Each team member's preferences are stored on their user record, not at the team level, so each person can tune their own signal. For shared-distribution use cases (a generic "brand-ops" inbox that everyone watches), use the campaign-level webhook integrations (covered in the Integrations tab).

What good looks like after week one

A new Brand Workspace setup is in a healthy state when, at the end of the first week:

  • At least one Brand Profile exists and is set as the team default.
  • All current owned and sponsored experiences are attached.
  • Every active or upcoming experience has cross-platform keyword tracking configured with both positive and negative terms.
  • The Earned Media tab shows attributed content (not zero) for each active experience.
  • At least one campaign exists per active flight, with a budget set, so cost-per-visit can be computed.
  • At least two team members have notification preferences configured.
  • A first Board Report has been generated end-to-end as a dry-run, even if the period is short.

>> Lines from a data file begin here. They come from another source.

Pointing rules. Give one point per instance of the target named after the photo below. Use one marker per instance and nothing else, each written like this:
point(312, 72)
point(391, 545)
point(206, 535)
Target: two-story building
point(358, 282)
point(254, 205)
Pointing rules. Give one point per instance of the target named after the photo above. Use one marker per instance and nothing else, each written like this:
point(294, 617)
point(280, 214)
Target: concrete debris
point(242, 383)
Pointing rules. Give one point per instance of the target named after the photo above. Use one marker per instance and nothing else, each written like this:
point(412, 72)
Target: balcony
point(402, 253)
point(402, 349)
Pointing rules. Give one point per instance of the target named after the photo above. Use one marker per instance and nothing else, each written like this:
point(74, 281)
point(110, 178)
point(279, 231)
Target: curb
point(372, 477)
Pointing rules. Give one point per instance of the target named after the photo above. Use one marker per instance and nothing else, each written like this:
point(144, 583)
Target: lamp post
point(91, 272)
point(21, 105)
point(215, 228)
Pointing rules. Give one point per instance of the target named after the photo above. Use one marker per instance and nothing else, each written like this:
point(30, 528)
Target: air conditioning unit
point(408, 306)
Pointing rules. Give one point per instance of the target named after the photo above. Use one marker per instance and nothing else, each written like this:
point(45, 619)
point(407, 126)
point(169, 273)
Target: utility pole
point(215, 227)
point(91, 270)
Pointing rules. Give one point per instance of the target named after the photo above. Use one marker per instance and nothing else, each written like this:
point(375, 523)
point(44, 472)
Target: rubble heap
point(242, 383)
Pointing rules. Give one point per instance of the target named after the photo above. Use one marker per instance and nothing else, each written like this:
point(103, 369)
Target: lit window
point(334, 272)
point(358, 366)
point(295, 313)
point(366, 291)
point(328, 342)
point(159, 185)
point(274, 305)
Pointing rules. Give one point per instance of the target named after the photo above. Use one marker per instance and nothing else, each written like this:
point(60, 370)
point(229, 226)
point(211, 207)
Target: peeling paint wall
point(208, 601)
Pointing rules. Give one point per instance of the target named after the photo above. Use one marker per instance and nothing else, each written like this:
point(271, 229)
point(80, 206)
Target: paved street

Once the workspace is in this state, the recurring operational cadence is light: review Mission Control daily, generate a board report monthly, refresh keyword configurations whenever a new creator nickname or hashtag form starts trending, and revisit the brand profile's target-audience setting whenever the brand's positioning shifts. For a longer-form look at how brand teams use the workspace through a campaign lifecycle, see the Beauty Brand Activation case study and the ROI Benchmarks 2026 report.